Just after 2 a.m. on December 12, 1891, a fire started at the Seattle Tribune building. Schade suspected foul play. Others, however, suspected Schade himself, suggesting that he had hired a man to burn the place down so he could collect on the insurance. Suspicions spread. In six months in Seattle, Schade seldom paid a bill. “Claims against the vanished clerical editor seem to be numerous” the city’s main newspaper reported.[9] Schade never paid his lawyer nor his employees at the Tribune. He did not pay his newspaper editors nor the printers. On January 7, 1892, a warrant was issued for his arrest for larceny.[10]

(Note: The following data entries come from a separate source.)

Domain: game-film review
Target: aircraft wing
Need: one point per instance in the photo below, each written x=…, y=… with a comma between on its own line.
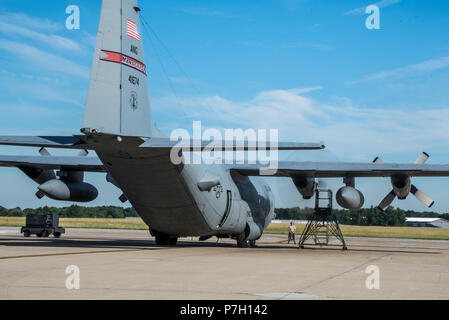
x=339, y=169
x=91, y=164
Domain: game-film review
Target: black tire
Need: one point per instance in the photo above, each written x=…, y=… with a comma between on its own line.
x=241, y=241
x=173, y=241
x=162, y=239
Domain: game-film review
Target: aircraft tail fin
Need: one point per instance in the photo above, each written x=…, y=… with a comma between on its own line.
x=118, y=98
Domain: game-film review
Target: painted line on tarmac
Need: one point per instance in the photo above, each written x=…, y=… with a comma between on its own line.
x=73, y=253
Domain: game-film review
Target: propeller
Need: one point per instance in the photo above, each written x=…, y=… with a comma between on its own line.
x=421, y=196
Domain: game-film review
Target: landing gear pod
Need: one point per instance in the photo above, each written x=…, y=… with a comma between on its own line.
x=350, y=198
x=69, y=191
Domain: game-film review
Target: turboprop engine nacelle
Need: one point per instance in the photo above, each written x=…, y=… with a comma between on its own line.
x=69, y=191
x=306, y=186
x=401, y=186
x=350, y=198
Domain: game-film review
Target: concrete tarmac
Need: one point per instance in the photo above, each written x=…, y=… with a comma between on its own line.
x=116, y=264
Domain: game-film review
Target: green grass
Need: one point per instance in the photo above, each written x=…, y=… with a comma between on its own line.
x=350, y=231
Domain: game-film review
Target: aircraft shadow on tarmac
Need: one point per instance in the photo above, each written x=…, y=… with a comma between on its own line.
x=133, y=244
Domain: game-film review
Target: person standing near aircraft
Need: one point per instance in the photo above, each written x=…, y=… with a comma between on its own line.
x=291, y=232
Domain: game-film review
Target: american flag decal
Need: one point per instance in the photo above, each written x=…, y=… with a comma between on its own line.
x=132, y=30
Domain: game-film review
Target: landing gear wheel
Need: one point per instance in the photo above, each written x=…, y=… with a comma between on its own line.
x=162, y=239
x=252, y=243
x=173, y=241
x=241, y=241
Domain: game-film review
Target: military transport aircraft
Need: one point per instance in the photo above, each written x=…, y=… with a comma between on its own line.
x=177, y=200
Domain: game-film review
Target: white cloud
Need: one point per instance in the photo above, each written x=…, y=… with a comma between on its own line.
x=407, y=71
x=52, y=40
x=31, y=22
x=43, y=59
x=352, y=133
x=380, y=4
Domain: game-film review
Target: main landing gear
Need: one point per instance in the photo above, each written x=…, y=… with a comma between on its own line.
x=243, y=243
x=163, y=239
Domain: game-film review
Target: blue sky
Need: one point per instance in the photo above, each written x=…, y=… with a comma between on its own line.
x=309, y=68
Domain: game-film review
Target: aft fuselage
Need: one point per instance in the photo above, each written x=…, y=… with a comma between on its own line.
x=168, y=198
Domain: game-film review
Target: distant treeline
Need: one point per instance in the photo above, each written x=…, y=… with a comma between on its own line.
x=362, y=217
x=73, y=212
x=365, y=217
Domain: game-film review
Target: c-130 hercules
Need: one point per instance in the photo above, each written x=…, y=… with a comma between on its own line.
x=186, y=199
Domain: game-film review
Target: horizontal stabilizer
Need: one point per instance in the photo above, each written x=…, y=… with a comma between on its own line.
x=201, y=145
x=65, y=142
x=90, y=164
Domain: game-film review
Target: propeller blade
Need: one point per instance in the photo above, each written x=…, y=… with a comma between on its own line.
x=378, y=160
x=387, y=201
x=422, y=158
x=421, y=196
x=44, y=152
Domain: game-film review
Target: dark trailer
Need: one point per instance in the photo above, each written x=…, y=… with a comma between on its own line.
x=42, y=225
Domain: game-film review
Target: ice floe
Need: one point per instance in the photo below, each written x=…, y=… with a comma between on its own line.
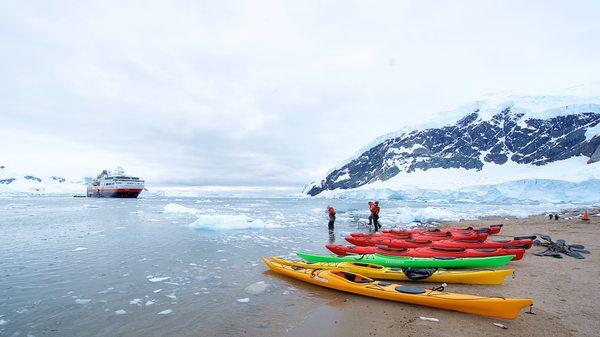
x=257, y=288
x=224, y=222
x=157, y=279
x=179, y=209
x=135, y=301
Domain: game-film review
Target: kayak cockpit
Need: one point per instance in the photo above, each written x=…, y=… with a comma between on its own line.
x=354, y=278
x=367, y=265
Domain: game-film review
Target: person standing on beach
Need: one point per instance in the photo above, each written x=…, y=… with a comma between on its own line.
x=371, y=214
x=331, y=212
x=375, y=213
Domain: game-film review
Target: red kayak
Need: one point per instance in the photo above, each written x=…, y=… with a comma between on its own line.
x=518, y=242
x=426, y=252
x=398, y=243
x=433, y=236
x=493, y=229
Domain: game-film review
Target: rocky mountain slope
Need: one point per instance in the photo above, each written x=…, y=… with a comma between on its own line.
x=486, y=137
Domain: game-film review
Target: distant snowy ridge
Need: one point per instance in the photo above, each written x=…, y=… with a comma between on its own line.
x=528, y=191
x=497, y=140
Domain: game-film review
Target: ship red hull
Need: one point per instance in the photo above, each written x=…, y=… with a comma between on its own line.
x=114, y=193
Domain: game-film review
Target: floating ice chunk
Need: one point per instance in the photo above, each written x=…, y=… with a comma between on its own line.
x=257, y=288
x=179, y=209
x=224, y=222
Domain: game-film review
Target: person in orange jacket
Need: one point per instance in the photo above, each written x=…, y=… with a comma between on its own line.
x=371, y=205
x=331, y=212
x=375, y=212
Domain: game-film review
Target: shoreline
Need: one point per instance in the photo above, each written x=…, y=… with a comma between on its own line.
x=566, y=300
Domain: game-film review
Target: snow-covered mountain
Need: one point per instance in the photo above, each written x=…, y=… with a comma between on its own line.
x=13, y=182
x=502, y=140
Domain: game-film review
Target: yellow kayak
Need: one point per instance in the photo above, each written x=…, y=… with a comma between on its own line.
x=358, y=284
x=399, y=274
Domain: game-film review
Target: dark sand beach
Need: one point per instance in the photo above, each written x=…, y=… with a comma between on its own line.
x=565, y=293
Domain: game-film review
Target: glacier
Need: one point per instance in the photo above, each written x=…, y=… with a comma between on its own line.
x=502, y=149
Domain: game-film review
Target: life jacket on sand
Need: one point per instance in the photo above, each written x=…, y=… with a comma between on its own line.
x=331, y=211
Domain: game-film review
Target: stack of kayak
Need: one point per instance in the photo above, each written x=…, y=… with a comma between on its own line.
x=449, y=256
x=453, y=242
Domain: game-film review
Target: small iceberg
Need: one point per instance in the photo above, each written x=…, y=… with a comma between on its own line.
x=257, y=288
x=227, y=222
x=179, y=209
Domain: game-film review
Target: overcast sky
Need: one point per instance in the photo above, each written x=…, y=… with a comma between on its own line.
x=262, y=93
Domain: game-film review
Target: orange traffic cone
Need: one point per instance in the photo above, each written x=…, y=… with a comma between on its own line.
x=585, y=216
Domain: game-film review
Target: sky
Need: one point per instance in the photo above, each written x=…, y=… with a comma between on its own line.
x=262, y=93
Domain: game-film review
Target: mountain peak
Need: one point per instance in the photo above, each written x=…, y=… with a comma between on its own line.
x=532, y=131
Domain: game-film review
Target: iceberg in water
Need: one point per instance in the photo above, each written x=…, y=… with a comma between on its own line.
x=223, y=221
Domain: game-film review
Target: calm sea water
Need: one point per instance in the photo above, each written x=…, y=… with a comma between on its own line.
x=114, y=267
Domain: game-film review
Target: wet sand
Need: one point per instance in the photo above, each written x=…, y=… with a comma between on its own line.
x=565, y=293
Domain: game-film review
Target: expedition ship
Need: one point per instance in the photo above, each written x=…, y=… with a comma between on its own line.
x=116, y=184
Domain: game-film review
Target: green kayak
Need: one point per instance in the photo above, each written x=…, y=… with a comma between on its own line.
x=407, y=261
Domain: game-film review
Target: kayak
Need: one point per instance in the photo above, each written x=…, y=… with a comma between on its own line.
x=398, y=243
x=517, y=242
x=499, y=307
x=426, y=251
x=493, y=229
x=424, y=236
x=432, y=235
x=524, y=242
x=408, y=274
x=407, y=261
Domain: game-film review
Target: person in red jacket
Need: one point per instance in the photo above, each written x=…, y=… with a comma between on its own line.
x=375, y=213
x=371, y=205
x=331, y=212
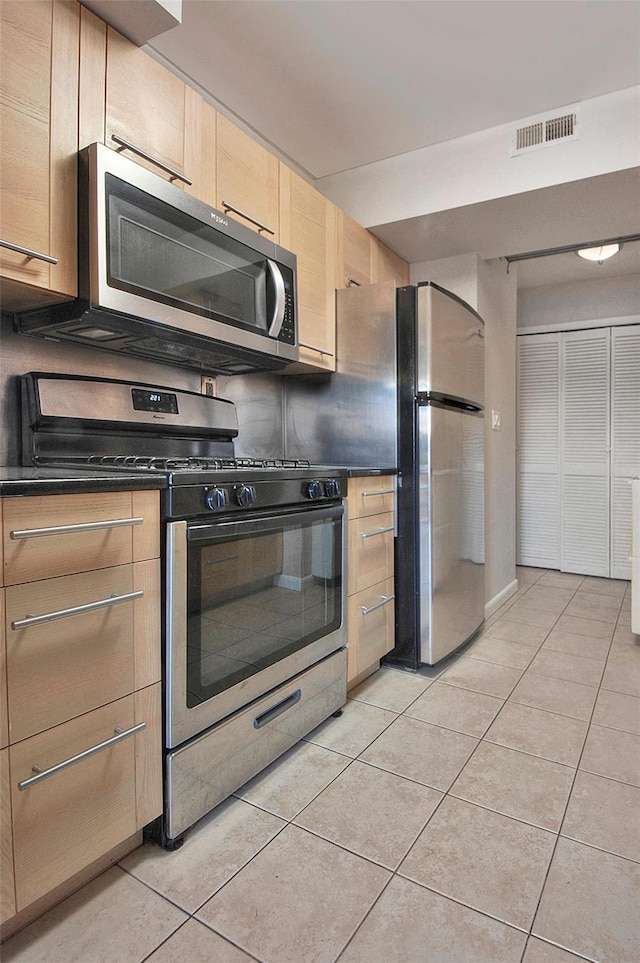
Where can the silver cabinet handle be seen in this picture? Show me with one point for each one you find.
(280, 301)
(314, 347)
(234, 210)
(72, 529)
(41, 774)
(28, 252)
(277, 710)
(30, 620)
(376, 531)
(127, 145)
(383, 601)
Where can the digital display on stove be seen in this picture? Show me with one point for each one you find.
(147, 400)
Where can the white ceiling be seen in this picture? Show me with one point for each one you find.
(334, 85)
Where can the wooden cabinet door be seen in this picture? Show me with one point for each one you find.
(62, 824)
(200, 147)
(77, 662)
(371, 495)
(370, 626)
(247, 176)
(370, 551)
(7, 887)
(353, 252)
(71, 548)
(39, 43)
(308, 228)
(4, 717)
(145, 105)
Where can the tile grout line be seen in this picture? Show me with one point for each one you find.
(564, 814)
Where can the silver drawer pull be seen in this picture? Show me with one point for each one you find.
(40, 774)
(32, 620)
(376, 531)
(73, 529)
(127, 145)
(383, 601)
(277, 710)
(234, 210)
(314, 347)
(28, 253)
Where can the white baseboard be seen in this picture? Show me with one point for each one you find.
(494, 604)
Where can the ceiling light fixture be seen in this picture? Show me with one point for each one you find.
(600, 253)
(592, 250)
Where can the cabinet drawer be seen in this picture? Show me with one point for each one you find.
(370, 626)
(42, 538)
(371, 495)
(64, 822)
(4, 722)
(370, 551)
(62, 668)
(7, 890)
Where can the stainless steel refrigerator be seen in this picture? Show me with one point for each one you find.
(408, 395)
(440, 542)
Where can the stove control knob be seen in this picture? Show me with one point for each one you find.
(217, 498)
(315, 489)
(245, 495)
(331, 488)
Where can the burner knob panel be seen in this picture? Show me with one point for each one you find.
(217, 498)
(315, 489)
(245, 495)
(331, 488)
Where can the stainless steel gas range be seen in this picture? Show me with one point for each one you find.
(254, 642)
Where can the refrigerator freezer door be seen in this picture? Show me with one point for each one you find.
(350, 417)
(451, 525)
(450, 355)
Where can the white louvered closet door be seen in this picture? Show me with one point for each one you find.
(538, 380)
(625, 441)
(585, 451)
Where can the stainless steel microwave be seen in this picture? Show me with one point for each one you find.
(164, 276)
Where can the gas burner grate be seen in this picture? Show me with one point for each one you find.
(164, 464)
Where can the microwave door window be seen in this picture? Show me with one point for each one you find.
(184, 264)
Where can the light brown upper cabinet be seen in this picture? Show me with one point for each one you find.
(145, 106)
(308, 228)
(247, 180)
(39, 44)
(386, 265)
(353, 252)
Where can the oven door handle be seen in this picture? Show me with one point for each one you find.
(277, 710)
(224, 530)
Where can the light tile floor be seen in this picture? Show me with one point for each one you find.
(483, 810)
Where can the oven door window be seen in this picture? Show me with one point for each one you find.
(257, 591)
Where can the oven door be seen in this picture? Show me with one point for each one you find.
(250, 603)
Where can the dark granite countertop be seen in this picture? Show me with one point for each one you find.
(353, 471)
(16, 480)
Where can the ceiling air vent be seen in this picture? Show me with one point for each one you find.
(543, 131)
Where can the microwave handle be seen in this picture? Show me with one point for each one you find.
(278, 309)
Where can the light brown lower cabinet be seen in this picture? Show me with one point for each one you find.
(85, 808)
(370, 627)
(370, 571)
(7, 886)
(82, 774)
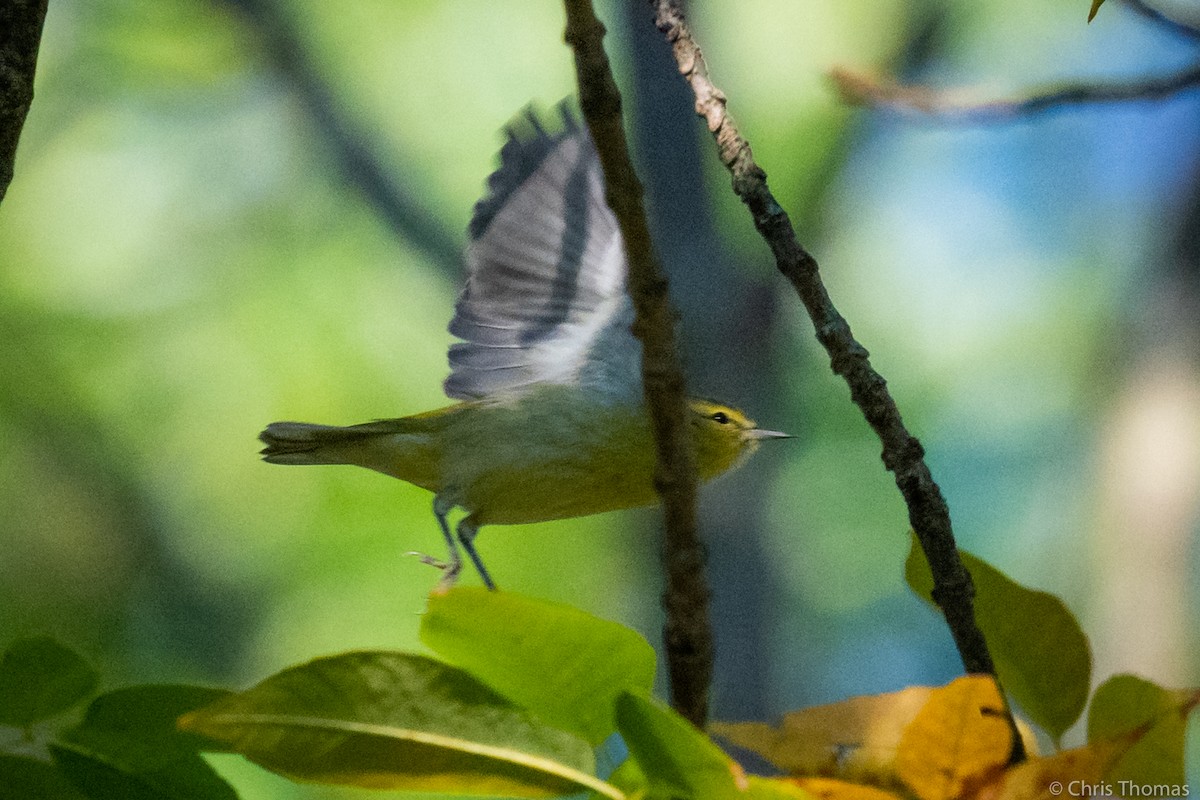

The next day, Schade’s possessions were forcefully removed from the parsonage of his German Reformed Church. Schade skipped town, without collecting any insurance money. But he was not clear of trouble just yet. The Northern Pacific railroad had once given Schade a free travel pass, since they believed that he was working to promote the growth of the Northwest. When Schade fled Seattle, he only made it as far as Spokane before the railroad, having heard rumors of his misdeeds, revoked the pass. Schade had no choice but to pay for the rest of his fare to St. Paul, Minnesota. The “Notorious Clerical Editor” never returned to Seattle.[11]
A week later, however, the Seattle Post-Intelligencer published a letter from Mr. A. Butz Sr. of Fremont (a Seattle neighborhood), Butz offer a qualified defense of Schade. He claimed to have known Schade for ten years in Ohio and thought he was an honest man. According to Butz, a Seattle church minister named Gottfried Graedel had been looking to be replaced in his position and move elsewhere. Butz had informed Schade about this opportunity, and Schade came to Seattle to see about the job. The two ministers “did not agree well one with the other,” however. Graedel eventually resigned from his position but spread rumors against the reputation of Schade. Butz was sure that Schade, if given an “opportunity to answer changes brought against him,” would “be able to justify himself.”[12]
Two days later, Graedel responded to Butz in the press. He and Schade had indeed spoken of an “exchange of pulpits,” Graedel noted. “[At] that time, however, I did not know that he was in trouble in Baltimore.”[13]
(This article will be published in full in a forthcoming issue of Origins, the historical magazine of Calvin College. The 2nd and 3rd parts of the article will be posted here soon).
(continues in part 2)
[1] A.E. Schade, The Philosophy of History (Cleveland: A. Schade Publisher, 1899). The title page notes that Schade’s work is “based upon the works of Dr. R. Rocholl.
[2] The researcher was Guy P. Bready. Information provided by Alison Mallin, archives assistant at the Evangelical and Reformed Historical Society.
[3] Acts and Proceedings of the Synod of the German Reformed Church of Ohio and Adjacent States (Cincinnati, T.P. Bucher, 1869), 2, 26.
[4] Theodore P. Bolliger, History of the First Reformed Church of Canton, Ohio (Cleveland, OH: Central Publishing House, 1917), 125.
[5] Robert Swierenga, “Ohio’s Calvin College,” Swierenga website, http://swierenga.com/OhioCalvinCollege_art.html (accessed 27 July 2023).
[6] De Deutsche correspondent, 19 January 1891; Baltimore Sun, 19 November 1888.
[7] The Seattle Post-Intelligencer, 8 January 1892.
[8] The Democratic Advocate, 11 July 1891; The Seattle Post-Intelligencer, 29 January 1892.
[9] The Seattle Post-Intelligencer, 5 August 1892.
[10] The Seattle Post-Intelligencer, 12 December 1891; 7 January 1892; 28 January 1892; 1 April 1892; 4 December 1892; The Morning Call, 8 January 1892.
[11] The Seattle Post-Intelligencer, 9 January 1892; 13 January 1892; 29 January 1892.
[12] The Seattle Post-Intelligencer, 15 January 1892.
[13] The Seattle Post-Intelligencer, 17 January 1892. I could find no evidence that an “A. Butz Sr.” ever lived in Fremont, Washington, or in any other Fremont for that matter. It would not have been out of character for Schade to have invented the man and written letters pretending to be him.